The desperate living standards of the
urban poor was one of the greatest single social issue facing “The Free State”
in 1923. The tenement population in Dublin lived in crushing poverty. However
instead of helping the poorest of the poor the government focused on building
houses for the well-off, which saw the expansion of the suburbs on the fringes
of Dublin. Little was done to alleviate the conditions among the urban poor in
Dublin. Housing construction was largely privatised and thus little was done to
alleviate the desperate squalor in which people lived as they could never
afford housing. Dublin Corporation only built an average of 483 houses a year
between 1923 and 1933. This led to the deterioration of housing conditions. In
1926, when a census was conducted, over a third of the population of Dublin
lived in housing conditions with an average of 4 people per room. This
disregard for overcrowding was worsened by their tax approach. Appealing to the
rich in society the Free State, short of money, reduced income tax from what
was 27% to 15% and instead turned to indirect taxation, which had a greater
impact on the poor. The outcome of these policies was revealed in 1926 when the
statistic of an infant mortality rate of 12% among children younger than one in
urban areas was revealed. The indifferent attitude of Free State politicians
would allow this to continue unaddressed with all its devastating consequences.

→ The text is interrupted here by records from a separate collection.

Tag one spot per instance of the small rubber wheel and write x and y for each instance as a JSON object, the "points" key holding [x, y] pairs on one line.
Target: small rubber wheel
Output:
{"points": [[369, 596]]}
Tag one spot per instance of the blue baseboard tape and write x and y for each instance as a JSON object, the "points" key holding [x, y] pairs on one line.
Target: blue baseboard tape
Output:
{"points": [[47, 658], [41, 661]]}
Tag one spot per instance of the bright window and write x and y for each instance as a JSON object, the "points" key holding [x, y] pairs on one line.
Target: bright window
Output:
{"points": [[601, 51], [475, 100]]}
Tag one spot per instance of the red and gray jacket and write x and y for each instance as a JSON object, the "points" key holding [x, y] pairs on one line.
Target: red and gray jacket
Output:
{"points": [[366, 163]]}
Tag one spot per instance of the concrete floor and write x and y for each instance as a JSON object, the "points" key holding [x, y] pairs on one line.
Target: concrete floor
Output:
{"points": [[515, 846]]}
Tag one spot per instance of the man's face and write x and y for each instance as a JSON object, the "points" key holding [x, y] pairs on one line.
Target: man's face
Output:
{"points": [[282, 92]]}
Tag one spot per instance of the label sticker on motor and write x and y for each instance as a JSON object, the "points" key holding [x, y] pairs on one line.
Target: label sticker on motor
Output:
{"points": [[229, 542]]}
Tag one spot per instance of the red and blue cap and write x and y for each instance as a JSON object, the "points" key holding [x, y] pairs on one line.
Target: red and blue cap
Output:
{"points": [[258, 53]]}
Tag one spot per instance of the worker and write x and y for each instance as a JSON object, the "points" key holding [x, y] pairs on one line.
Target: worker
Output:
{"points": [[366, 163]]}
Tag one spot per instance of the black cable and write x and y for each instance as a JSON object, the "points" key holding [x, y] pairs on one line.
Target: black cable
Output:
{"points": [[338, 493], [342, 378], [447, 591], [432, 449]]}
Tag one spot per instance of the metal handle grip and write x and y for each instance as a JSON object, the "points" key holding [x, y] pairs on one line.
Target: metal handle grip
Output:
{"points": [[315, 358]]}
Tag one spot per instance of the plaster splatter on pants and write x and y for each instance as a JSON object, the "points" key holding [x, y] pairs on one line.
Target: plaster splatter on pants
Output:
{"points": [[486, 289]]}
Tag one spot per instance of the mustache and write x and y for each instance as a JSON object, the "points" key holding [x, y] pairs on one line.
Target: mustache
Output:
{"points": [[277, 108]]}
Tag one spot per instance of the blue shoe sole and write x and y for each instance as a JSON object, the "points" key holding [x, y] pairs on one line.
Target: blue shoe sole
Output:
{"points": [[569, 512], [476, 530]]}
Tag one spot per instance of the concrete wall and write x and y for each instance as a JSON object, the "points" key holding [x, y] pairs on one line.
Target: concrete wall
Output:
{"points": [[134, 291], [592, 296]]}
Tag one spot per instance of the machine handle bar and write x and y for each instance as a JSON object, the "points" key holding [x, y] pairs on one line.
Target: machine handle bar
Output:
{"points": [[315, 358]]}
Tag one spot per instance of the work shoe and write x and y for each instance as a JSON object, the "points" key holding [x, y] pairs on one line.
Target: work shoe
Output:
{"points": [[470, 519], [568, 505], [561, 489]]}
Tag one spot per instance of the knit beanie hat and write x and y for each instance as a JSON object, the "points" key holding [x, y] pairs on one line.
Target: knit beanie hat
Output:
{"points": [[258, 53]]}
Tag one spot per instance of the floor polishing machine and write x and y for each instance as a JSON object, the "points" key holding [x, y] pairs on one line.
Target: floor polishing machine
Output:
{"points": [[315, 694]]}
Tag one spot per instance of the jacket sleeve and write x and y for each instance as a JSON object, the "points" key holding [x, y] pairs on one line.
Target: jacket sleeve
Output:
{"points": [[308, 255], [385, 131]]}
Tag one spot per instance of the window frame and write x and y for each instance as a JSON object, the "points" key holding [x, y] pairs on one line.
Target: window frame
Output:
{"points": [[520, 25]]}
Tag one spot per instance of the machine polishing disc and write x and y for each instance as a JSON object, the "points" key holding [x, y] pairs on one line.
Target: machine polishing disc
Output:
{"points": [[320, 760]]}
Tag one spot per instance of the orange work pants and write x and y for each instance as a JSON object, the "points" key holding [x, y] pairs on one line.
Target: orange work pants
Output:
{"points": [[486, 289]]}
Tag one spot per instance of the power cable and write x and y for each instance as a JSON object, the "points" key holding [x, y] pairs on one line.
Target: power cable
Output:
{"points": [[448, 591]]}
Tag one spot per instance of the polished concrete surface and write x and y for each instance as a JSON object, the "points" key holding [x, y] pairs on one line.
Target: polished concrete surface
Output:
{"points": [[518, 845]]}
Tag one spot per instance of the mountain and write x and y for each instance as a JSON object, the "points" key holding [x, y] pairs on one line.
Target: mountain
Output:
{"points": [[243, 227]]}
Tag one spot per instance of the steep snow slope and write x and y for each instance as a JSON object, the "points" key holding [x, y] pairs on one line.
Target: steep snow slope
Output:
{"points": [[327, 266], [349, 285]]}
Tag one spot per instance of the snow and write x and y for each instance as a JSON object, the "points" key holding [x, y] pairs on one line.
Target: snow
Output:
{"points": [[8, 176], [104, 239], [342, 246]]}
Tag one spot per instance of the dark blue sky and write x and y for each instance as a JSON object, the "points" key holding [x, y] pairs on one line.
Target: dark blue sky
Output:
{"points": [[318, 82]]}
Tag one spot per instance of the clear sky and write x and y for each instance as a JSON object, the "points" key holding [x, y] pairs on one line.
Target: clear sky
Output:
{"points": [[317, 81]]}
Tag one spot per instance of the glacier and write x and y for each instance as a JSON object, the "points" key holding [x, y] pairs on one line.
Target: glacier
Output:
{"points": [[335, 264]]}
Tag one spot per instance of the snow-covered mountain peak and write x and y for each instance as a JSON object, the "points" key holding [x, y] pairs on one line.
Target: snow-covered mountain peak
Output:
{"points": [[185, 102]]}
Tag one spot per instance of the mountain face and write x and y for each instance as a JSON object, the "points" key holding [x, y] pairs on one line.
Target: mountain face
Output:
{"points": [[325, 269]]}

Eamon de Valera’s later smothered the labour movement in the embrace of Fianna
Fáil. He talked the language of social democracy with enough rhetoric to rob
labour of a distinctive voice, while never delivering the goods and
transforming the new republic into a quasi-theocracy where the important social
issues were placed under the tutelage of Catholic Church.
I thought this comment was worth adding.
ReplyDelete"I don't think you can just blame De Valera for Rome Rule. The other lot who ruled before him (he came to power only in 1932) started the process. He didn't "transform" the new Irish State into a theocracy, though he could be said to have consolidated it with the Irish Constitution of 1937. It was never anything else. After all, one of the first acts of the independent Irish State was to abolish divorce (with only WB Yates voting against)." A.L.B.